Site selectors from the Democratic Party aren’t due in town until Wednesday, but a new report from the Associated Press suggests Philadelphia is the front-runner among the five cities still in play for the Democratic National Convention.
Factors? Hillary Clinton and Joe Biden have ties to the state, though both were senators elsewhere. Plus, it has a successful track record since 1856 of hosting party conventions, and it hosts a large media market that extends well into neighboring states.
"I do think that Philadelphia has a very good chance of getting it," said former DNC Chairman Joe Andrew, who guided the party's selection of convention cities from 1996 to 2004 and supports the city's bid. He noted that Philadelphia was a front-runner for the 2000 Democratic convention, but Republicans picked it first.
"Philadelphia has a strong bid based on great mechanics, and there's no question that Democrats would like to nail down Pennsylvania," Andrew said.

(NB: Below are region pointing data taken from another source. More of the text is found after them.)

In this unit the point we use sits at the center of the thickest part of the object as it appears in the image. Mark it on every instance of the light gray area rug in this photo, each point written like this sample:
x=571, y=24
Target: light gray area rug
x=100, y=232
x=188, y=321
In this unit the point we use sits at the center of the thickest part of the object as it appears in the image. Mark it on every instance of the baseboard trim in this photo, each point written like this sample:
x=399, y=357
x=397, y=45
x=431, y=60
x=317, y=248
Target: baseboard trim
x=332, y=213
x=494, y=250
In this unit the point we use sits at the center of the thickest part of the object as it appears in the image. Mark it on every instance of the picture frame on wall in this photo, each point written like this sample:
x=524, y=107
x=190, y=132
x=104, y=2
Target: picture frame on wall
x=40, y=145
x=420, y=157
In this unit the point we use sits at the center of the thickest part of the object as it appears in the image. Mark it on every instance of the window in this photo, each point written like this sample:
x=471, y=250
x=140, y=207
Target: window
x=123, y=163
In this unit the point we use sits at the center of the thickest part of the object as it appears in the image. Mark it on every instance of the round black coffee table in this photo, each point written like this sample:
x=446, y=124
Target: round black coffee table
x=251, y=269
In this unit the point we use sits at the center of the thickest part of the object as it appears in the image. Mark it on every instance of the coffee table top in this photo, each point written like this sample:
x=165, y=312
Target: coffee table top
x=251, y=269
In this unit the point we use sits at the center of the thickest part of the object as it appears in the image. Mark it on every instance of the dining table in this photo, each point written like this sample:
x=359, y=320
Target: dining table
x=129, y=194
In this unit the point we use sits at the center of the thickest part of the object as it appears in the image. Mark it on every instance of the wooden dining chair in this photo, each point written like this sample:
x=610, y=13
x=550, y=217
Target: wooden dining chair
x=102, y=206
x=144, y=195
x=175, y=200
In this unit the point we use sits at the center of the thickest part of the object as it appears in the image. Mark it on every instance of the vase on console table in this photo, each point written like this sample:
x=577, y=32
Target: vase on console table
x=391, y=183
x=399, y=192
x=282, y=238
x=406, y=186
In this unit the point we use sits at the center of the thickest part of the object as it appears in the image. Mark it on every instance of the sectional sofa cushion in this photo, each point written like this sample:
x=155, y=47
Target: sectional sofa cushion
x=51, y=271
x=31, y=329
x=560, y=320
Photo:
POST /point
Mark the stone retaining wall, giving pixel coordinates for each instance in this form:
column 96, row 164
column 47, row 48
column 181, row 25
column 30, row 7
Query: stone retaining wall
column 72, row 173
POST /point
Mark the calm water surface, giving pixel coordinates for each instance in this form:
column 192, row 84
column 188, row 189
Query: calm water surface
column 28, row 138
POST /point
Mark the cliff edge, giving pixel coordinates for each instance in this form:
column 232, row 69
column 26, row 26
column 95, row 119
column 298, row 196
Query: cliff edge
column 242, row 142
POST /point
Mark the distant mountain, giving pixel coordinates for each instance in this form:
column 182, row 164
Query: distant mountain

He said Clinton's and Biden's family ties to Pennsylvania will likely be "a consideration."
Former DNC Chairman Howard Dean, who presided over Democrats' choice of Denver in 2008, also rated the city as a top contender. "Philadelphia would be a successful host," he said.
The convention is expected to bring $200 million to the local economy — though as Mayor Nutter pointed out last week, it will also require an investment by local officials of tens of millions of dollars.